Let no one excuse himself, as not called, for God calls all to some sort of labor in the great harvest field. You never need, therefore, to excuse yourself as one not called to some service for your Lord and Master. And let no one excuse himself from the ministry unless his heart is on the altar and he himself praying and longing to go, and only held back by an obvious call of God, through His providence, to some other part of the great labor.

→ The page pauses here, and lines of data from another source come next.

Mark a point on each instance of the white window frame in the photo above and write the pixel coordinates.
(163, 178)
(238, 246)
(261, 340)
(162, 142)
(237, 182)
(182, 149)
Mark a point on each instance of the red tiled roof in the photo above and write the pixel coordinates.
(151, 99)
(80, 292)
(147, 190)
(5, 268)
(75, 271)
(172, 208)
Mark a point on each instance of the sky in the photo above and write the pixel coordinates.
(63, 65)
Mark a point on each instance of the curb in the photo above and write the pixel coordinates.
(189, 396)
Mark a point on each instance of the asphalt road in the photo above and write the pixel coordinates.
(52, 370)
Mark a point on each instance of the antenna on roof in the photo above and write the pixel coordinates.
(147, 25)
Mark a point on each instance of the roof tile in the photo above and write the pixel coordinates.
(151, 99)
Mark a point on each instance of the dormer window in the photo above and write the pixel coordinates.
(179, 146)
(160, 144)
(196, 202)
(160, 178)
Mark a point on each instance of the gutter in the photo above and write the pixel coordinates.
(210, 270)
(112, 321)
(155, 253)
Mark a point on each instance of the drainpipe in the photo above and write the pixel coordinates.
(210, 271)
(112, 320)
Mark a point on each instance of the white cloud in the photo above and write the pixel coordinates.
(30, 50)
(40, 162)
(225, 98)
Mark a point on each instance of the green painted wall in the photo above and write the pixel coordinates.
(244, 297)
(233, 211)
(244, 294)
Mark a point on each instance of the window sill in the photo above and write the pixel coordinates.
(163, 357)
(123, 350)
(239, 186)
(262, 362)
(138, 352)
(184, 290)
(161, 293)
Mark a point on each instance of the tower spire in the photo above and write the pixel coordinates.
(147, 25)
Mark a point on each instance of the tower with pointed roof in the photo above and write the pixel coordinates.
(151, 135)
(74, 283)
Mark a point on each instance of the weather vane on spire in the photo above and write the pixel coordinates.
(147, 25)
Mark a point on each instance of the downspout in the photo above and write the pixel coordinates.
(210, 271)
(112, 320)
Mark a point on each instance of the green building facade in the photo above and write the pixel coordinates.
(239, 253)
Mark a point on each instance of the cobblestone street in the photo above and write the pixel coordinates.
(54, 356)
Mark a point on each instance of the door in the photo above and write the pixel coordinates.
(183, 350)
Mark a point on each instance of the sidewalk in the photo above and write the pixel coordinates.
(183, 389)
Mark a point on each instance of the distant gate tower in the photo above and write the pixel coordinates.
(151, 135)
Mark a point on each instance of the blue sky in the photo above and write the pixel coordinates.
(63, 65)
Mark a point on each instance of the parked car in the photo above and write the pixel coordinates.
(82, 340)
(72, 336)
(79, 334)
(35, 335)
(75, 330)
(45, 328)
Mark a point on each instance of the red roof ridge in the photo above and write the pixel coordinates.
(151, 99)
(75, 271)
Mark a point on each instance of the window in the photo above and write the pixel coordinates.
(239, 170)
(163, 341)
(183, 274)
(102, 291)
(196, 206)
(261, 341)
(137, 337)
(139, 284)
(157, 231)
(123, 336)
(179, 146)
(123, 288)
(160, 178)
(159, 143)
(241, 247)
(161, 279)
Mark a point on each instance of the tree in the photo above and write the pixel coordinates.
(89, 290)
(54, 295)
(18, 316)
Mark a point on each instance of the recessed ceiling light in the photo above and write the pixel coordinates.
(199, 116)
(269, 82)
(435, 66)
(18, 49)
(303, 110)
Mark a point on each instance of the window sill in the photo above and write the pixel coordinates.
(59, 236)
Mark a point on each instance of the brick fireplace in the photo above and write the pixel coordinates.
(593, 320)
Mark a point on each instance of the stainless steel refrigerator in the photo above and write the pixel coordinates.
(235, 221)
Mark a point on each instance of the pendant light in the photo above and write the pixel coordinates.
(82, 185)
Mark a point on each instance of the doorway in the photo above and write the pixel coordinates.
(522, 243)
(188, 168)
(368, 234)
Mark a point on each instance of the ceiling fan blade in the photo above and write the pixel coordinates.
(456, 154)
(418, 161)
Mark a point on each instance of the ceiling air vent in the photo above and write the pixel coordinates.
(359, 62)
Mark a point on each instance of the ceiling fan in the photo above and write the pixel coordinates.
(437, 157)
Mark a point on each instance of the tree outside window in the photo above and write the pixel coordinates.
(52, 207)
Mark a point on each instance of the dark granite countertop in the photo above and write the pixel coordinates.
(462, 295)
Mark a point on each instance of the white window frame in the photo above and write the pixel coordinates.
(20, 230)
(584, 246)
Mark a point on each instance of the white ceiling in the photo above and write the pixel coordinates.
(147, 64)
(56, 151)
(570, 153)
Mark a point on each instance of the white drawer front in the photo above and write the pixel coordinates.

Many will be sent to hell at last for treating this subject as they have, with so much selfishness at heart! I know the young man who for a long time struggled between a strong conviction that God called him to the ministry and a great repellency against engaging in this work. I know what this feeling is, for I felt it a long time myself. A long time I had a secret conviction that I should be a minister, though my heart repelled it. In fact, my conversion turned very much upon my giving up this contest with God, and subduing this repellency of feeling against God's call. 8. You can see what it is to be a Christian, and what God demands of men at conversion. The turning point is -- Will you really and honestly serve God? With students especially the question is wont to be -- Will you abandon all your ambitious schemes and devote yourself to the humble, unambitious toil of preaching Christ's Gospel to the poor? Most of this class are ambitious and aspiring; they have schemes of self-elevation, which it were a trial to renounce altogether. Hence with you, your being a Christian and being saved at last will turn much, perhaps altogether, on your giving yourself up to this work in the true self- denial of the Gospel spirit.
9. Many have been called to this work, who afterwards backslide and abandon it. They begin well, but backslide; get into a state of great perplexity about their duty; perhaps, like Balaam, they are so unwilling to see their duty and so anxious to evade it, that God will not struggle with them any longer, but gives them up to their covetousness, or their ambition.
Young man, are you earnestly crying out, "Lord, what wilt Thou have me do?" Be assured, God wants you in His field somewhere; He has not abandoned His harvest to perish; He wants you in it, but He wants you first to repent and prepare your heart for the Gospel ministry. You need not enter it till you have done this.
Many are waiting for a miraculous call. This is a great mistake. God does not call men in any miraculous way. The finger of His providence points out the path, and the fitness He gives you indicates the work for you to do. You need not fear that God will call you wrong. He will point out the work He would have you do. Therefore, ask Him to guide you to the right spot in the great field. He will surely do it.
What say you? Are you prepared to take this ground? Will you consecrate your education to this work? Are you ready and panting to consecrate your all to the work of your Lord? Do you say, "Yes, God shall have all my powers, entirely and forever?"I do beseech you, brethren, by the mercies of God, that ye present your bodies a living sacrifice, holy, acceptable to God, which is your reasonable service." The altar of God is before you. A whole sacrifice is the thing required. Are you ready to forego all your selfish schemes? Ye who have talents fitting you for the ministry, will you devote them with all your soul to this work? Say, will you deal honestly and truly with my Master? Say, do you love His cause, and count it your highest glory to be a laborer together with God, in gathering in the nations of lost men to the fold of your Redeemer?